Harry bize katılırken gülümsedim. Harry:

"Hermione ile yalnız konuşmam lazım Diana."

"Anlaşıldı. Derslerde görüşürüz."

İkisini yalnız bıraktım ve yatakhaneye çıktım. Yeni mektuplarım vardı. Chloe ve Sirius iyi olduklarını haber veren bir mektup yolladılar. İkinci mektubum ise Lestrange ailesindendi. Malfoy ile işi bir an önce bitirmemi istiyorlardı. Dumbledore ne planlıyordu?

***

Ron'un zehirlendiği haberi tüm okula hızlıca yayılmıştı. Nasıl ve neden zehirlendiği konusunda dedikodular etrafta dolaşırken ben ve Malfoy gerçekleri bilen tek kişilerdik. Bu planın elbette başarısız olacağını biliyordum. Slughorn açgözlü biriydi. Nefis bir cin yapımı şarabı neden Dumbledore'a versin ki?

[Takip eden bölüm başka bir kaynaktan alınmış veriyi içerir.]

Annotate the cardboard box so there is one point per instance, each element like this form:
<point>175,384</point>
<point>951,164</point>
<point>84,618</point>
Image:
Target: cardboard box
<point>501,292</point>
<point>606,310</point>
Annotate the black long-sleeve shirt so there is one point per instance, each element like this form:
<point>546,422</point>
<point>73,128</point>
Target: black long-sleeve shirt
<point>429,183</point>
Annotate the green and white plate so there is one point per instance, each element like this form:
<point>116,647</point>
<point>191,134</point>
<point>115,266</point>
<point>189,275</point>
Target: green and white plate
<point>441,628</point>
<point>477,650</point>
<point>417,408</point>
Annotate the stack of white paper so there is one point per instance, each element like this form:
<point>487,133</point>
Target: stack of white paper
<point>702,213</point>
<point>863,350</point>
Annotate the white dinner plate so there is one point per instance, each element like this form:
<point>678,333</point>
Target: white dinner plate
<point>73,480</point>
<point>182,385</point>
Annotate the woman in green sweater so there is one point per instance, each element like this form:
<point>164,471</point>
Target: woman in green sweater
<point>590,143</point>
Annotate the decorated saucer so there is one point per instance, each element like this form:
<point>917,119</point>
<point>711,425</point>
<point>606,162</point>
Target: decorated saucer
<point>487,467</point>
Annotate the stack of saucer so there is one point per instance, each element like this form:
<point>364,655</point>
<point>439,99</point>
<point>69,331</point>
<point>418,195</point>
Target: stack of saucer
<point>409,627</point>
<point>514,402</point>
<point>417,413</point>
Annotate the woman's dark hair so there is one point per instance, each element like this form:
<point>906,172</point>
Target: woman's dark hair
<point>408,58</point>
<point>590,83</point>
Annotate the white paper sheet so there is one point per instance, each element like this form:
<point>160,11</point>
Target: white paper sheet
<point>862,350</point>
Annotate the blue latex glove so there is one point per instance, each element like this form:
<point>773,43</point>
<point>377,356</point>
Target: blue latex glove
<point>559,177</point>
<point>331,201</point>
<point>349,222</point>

Revire girdiğimde neredeyse herkes buradaydı. Ron sakin bir şekilde uyuyordu. Hemen yanında Hermione ve Ginny oturuyordu. Harry, George ve Fred ise diğer tarafta duruyordu. Girdiğimi ilk gören Hary idi. Yanlarına gittiğimde endişeyle:

"Nasıl oldu? Zehirlendiğini söylüyorlar."

"Doğru duymuşsun. Zehirlendi. Slughorn'un verdiği içkiden zehirlenmiş. Bezir bulmasam büyük ihtimalle ölecekti."

Ağzım açık bir şekilde Ron'a baktım. malfoy yüzünden iki kişi ölebilirdi ve buna rağmen akıllanmıyordu.

Koğuş kapıları uçarcasına açıldı. Benden beş dakika sonra içeri giren Hagrid idi. Hagrid büyük adımlarla bize doğru geliyordu, saçları yağmurdan ıslanmıştı, ayı postundan paltosu Hagrid'in arkasından dalgalanıyordu, elinde arbaleti vardı, arkasından yerde çamurlu ve yunus büyüklüğünde ayak izleri bırakıyordu. Hagrid:

"Tüm gün ormandaydım! Aragog kötüleşiyor, Aragog'a bir şeyler okuyo'dum - akşam yemeği için kalkmadı şimdiye kadar, sonra Profesör Sprout Ron'a olanları anlattı! O nasıl?"

"Kötü değil. Dediklerine göre iyi olacakmış."

Harry bunları söylerken Madam Pomfrey:

"Tek seferde altı kişiden fazla ziyaretçi yasak!"